The next day we paid for a guide and joined a Swiss based couple for a day of river walking - this is as it sounds, walking through a river. Before this could begin though, our guide drove us in his crumbled old 4x4 to his families fruit plantation.

This was a superb place to find ourselves, I had never been anywhere similar before. On the land were trees and plants growing coffee beans, oranges, apples., mandarins, bananas, papaya, lemons and even a cross pollination plant of orange and lemon (it wasn't pleasant but would make a good mixer). I spent awhile lying in a coca plantation, amongst the small bushes covered in short but thick green leaves that hopefully ends up in hot cups of maté or in the mouths of miners as opposed to going up the nose of a Westerner in its derivative chemicalized form. I was fascinated with the plantation, it was extremely beautiful and full of amazing fresh aromas, though the pinnacle of this part of the trip was free reign to pick fruits off the trees. Nothing beats the taste of an organic orange that you have personally picked from a branch.

We hit the river and spent a while jumping from rocks into a pool at the bottom of a waterfall, cooling off from the blazing sun before beginning the river walk proper.

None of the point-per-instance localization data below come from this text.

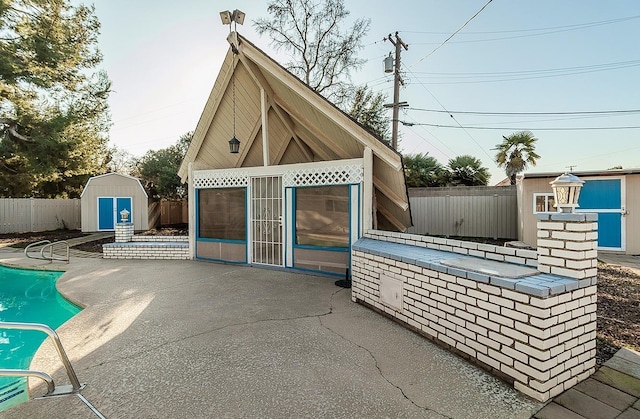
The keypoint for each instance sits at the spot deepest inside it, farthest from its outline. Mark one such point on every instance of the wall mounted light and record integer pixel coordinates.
(236, 17)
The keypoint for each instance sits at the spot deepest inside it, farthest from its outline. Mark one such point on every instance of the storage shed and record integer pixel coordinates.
(106, 195)
(613, 194)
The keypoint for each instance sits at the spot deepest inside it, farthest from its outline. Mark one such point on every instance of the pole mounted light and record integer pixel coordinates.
(392, 65)
(237, 17)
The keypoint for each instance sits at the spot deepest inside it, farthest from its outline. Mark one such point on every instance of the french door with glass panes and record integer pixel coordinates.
(266, 220)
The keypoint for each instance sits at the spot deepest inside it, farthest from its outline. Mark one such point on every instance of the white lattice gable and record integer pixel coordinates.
(339, 172)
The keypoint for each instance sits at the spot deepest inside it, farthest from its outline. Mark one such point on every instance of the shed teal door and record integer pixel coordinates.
(109, 211)
(605, 197)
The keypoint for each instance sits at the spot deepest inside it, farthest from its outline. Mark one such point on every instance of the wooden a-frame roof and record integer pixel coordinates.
(280, 120)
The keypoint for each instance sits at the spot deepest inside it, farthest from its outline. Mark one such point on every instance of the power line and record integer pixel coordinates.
(459, 124)
(558, 73)
(607, 112)
(576, 26)
(519, 129)
(453, 34)
(534, 72)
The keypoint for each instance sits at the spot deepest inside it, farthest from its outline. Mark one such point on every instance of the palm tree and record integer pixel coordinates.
(516, 152)
(467, 171)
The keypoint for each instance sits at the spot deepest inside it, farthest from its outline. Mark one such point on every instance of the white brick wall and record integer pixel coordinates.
(146, 250)
(543, 344)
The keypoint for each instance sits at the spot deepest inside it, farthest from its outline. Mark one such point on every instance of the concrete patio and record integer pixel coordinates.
(196, 339)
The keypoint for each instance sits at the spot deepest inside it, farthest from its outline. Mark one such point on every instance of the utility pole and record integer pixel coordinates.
(397, 80)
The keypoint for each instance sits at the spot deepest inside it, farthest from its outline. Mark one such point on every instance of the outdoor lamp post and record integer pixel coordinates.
(566, 191)
(236, 17)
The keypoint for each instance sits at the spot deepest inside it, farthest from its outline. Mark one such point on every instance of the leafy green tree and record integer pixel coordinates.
(516, 153)
(368, 109)
(423, 170)
(322, 54)
(466, 170)
(121, 161)
(159, 169)
(53, 106)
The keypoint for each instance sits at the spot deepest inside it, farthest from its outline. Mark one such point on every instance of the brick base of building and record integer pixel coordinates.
(149, 247)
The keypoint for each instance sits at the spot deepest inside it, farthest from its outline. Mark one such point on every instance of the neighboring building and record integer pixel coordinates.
(613, 194)
(104, 196)
(306, 182)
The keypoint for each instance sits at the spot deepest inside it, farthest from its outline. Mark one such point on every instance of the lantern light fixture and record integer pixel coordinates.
(566, 191)
(124, 215)
(236, 17)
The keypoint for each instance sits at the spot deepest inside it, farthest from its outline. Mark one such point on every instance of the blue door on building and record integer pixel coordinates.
(605, 197)
(109, 211)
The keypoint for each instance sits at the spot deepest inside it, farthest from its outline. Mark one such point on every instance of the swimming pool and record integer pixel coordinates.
(28, 296)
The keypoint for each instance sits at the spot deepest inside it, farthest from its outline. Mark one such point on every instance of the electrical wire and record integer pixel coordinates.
(575, 26)
(607, 112)
(453, 34)
(519, 128)
(457, 122)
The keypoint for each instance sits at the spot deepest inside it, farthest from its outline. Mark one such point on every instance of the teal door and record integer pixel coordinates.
(109, 211)
(605, 197)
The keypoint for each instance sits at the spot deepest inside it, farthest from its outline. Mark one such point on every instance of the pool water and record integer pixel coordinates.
(28, 296)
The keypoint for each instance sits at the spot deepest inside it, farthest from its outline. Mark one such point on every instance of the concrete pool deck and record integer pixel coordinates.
(197, 339)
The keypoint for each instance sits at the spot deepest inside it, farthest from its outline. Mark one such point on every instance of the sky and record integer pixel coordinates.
(567, 70)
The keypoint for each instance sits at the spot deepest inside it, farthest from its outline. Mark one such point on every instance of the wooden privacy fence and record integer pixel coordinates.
(166, 212)
(19, 215)
(465, 211)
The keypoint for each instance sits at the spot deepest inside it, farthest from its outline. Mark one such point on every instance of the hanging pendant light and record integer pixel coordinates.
(234, 143)
(236, 17)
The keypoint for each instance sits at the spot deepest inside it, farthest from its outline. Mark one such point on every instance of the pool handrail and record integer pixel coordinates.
(75, 386)
(47, 244)
(30, 373)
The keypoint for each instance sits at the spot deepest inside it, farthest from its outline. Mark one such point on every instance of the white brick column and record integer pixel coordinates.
(124, 232)
(567, 244)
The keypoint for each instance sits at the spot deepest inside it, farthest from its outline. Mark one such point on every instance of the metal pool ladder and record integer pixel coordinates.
(48, 245)
(52, 390)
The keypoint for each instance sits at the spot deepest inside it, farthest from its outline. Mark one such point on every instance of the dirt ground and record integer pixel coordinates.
(618, 290)
(618, 310)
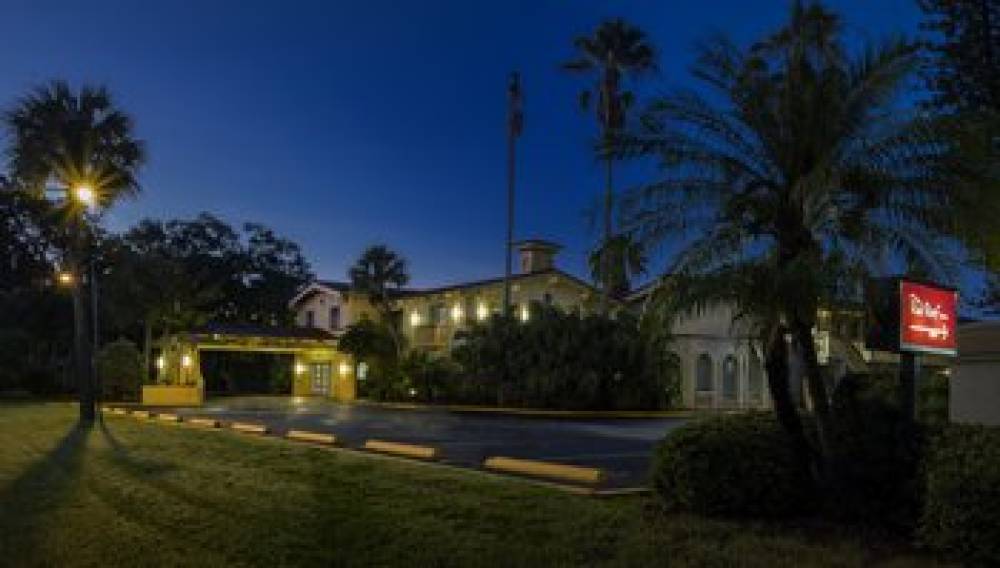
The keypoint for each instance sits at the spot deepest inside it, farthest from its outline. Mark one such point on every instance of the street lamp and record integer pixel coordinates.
(84, 194)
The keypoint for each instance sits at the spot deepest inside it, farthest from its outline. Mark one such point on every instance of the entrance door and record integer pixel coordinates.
(320, 374)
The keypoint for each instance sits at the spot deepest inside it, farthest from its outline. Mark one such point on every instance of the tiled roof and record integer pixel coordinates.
(255, 330)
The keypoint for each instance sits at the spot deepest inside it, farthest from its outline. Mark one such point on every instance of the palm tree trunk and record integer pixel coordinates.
(81, 345)
(817, 390)
(147, 349)
(785, 409)
(608, 230)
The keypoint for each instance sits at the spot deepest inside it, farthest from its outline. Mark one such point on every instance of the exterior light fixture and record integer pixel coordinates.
(85, 195)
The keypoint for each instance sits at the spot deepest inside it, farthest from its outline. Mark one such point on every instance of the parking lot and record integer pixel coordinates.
(621, 446)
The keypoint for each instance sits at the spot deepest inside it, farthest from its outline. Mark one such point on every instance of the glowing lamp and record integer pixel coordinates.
(84, 194)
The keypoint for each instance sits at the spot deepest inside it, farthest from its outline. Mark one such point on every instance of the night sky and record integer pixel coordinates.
(345, 124)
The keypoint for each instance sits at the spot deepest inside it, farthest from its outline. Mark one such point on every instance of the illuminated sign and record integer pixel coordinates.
(909, 316)
(927, 317)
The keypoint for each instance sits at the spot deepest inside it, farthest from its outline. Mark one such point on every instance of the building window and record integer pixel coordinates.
(438, 314)
(704, 373)
(730, 388)
(755, 384)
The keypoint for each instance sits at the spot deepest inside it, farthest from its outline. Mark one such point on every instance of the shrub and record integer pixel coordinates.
(119, 367)
(876, 454)
(961, 513)
(565, 360)
(733, 466)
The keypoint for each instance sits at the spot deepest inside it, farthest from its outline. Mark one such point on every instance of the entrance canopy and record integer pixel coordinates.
(318, 368)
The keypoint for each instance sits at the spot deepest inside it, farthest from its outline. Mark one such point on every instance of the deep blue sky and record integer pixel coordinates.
(344, 124)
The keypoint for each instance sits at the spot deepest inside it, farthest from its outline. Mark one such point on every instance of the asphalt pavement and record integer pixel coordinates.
(621, 446)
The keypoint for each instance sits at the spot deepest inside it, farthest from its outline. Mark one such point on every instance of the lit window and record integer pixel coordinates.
(704, 373)
(730, 387)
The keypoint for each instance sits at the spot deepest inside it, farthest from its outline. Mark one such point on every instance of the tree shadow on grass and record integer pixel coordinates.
(28, 502)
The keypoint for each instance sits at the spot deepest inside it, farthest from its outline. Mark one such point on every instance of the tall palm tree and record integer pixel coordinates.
(624, 257)
(615, 49)
(807, 170)
(75, 139)
(380, 274)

A few hours of wading through the river in the shade of emerald green trees passed quickly, the scenery more than enough entertainment though occasional splashes of wildlife added some extra splendor. A long nosed creature, possibly a cat or coati fished in the river until it spotted us and raced away. A spider monkey climbed through the trees above us to the opposite shore, it was turning into a special day.

We eventually reached the end of our river walking route at the base of yet another waterfall, this time with a much higher jumped platform - our guide showed us where to jump and after a little hesitation we all joined in. Splicing the jumping and diving we all went hunting for firewood for our much anticipated barbecue. Our guide, whose name sadly eludes me made a wonderful avocado and tuna salsa which we ate with bread whilst he began preparing the kebabs. Peppers, onions and great big pieces of beef were skewered onto sticks and doused with salt before being placed over the fire. We ate this incredible fresh food as the day closed and after we made our way back to town for a rooftop beer with our new friends. It was a perfect day.

The next day, July 30 we woke with sore legs for our second attempt at reaching the top of the mountain, Cerro Uchumachi at 2480m. I have no photos of the hike up, my legs were spent from the previous days wading through the river. My decision to wear my hiking shoes in the river had been great for my feet, they were fine, but the weight of dragging them whilst soaked through with water had made my thighs incredibly tired.

I dragged myself to the top for yet another mountain victory, at this point I seem to have a pretty decent list of ones I've completed, it's something I'm quite proud of, irrespective of my lousy knees. We relaxed at the top eating the remainder of our fruit from the day before standing to observe the views of the valley once more. There are a lot of Westerners settled in Coroico considering the small size of the town, but with its warmth and incredible beauty it is not hard to see why. That evening we ate tagliatelle that was prepared in front of us by a genuine Italian couple, it was so good that we had them make us a pizza as well.

The following day the relentless hiking and exercise had taken its toll and I decided that I needed a break, choosing to spend almost the whole day in the beautiful hostel grounds relaxing and catching up with the world. In the evening I eventually made it into town and brought a bus ticket for the next day to Rurrenabaque, a decision that was slightly mad - this particular bus trip is regarded as one of the worst in Bolivia and considering the blizzard stories and the consistent stories about arriving in places knackered, I'm sure you can appreciate that it's a nasty one.

So that was it for my time in Coroico, a truly beautiful place that manages to completely justify the existence of the Death Road and all of the problems it has caused. I know I would risk my life for a chance to return to this paradise one day.